Apache Flume is a distributed, robust, reliable, and available system for efficiently collecting, aggregating and moving large amounts of log data or streaming event data from different sources to a centralized data store. Its main goal is to deliver log data from various application or web servers to Apache Hadoop's HDFS. Flume supports a large set of sources and destinations types.

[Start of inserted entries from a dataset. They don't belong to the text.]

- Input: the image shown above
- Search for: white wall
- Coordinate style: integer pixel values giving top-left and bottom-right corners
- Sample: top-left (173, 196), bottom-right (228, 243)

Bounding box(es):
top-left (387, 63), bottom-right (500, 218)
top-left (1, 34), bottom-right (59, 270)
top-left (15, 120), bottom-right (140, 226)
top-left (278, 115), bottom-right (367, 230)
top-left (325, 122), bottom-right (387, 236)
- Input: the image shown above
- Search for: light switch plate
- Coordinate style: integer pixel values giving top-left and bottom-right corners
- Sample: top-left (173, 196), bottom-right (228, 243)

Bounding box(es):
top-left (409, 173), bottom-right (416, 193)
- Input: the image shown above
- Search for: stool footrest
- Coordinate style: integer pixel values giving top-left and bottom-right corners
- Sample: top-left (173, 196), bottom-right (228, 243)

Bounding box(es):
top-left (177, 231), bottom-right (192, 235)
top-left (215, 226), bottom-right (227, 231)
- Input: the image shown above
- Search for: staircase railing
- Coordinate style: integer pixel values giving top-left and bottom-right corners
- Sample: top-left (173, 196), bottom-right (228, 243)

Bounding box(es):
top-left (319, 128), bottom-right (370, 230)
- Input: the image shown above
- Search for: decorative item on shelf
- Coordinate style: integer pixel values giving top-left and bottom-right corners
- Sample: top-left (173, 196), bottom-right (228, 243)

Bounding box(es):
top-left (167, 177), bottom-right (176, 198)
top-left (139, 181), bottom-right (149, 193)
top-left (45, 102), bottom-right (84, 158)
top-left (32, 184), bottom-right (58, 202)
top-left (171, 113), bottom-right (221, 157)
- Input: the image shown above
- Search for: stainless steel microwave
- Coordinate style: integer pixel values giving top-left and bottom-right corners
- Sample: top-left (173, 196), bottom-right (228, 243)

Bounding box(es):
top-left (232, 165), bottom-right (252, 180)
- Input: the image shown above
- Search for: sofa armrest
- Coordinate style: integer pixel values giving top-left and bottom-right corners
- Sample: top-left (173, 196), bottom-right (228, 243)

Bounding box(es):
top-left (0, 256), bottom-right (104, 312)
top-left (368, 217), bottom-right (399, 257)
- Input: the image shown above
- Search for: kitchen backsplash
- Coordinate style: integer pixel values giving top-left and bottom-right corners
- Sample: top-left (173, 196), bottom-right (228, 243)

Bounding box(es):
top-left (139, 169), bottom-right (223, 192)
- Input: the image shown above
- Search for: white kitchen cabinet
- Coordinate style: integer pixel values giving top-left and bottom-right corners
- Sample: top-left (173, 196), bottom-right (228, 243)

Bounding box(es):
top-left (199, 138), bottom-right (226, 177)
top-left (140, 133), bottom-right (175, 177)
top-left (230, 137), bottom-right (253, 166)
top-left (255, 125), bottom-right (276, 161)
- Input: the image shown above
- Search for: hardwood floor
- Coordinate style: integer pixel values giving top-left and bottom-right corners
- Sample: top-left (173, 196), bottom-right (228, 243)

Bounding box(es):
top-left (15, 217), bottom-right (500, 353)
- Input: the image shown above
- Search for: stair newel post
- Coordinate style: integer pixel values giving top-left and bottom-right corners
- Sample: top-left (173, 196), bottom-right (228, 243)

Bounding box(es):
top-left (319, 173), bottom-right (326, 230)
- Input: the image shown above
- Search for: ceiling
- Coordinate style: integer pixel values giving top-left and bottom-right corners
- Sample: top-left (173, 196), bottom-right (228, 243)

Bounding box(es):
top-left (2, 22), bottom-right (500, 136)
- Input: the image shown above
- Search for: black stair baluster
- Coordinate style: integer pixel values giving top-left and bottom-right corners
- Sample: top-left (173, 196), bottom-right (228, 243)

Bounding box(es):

The basic components in Flume are as below:

  • Agent: A JVM process that is running flume. It receives the events from Source or other agents and forwards it to its next destination either Sink or another agent. We can have multiple agents in Flume.
  • Event: A single datum or unit of data that flows through a Flume agent. An Event carries a payload of byte array that is accompanied by an optional set of headers.
  • Source: Receives/Consumes Events having a specific format, delivered by an external source like a web server.
    E.g. HTTP Source, JMS Source, Avro Source, Thrift Source, twitter 1% source etc.
  • Sink: A Sink is responsible for removing an Event from the Channel and putting it into an external repository or forwarding it to the next Source at the next hop of the flow.
    E.g. HDFS Sink, Hive Sink, HBase Sink, Avro Sink, Thrift Sink etc.
  • Channel: A passive transient store that holds the Event from a Source until that Event is consumed by a Sink.
    E.g. Memory Channel, File Channel, JDBC Channel etc.

Install FLUME

First we will ssh login to our EdgeNode. We will install FLUME in the same base directory path where we already have our Hadoop binaries & configuration files and all other client tools in /usr/local. Later we will look into a use-case with HDFS as our Sink.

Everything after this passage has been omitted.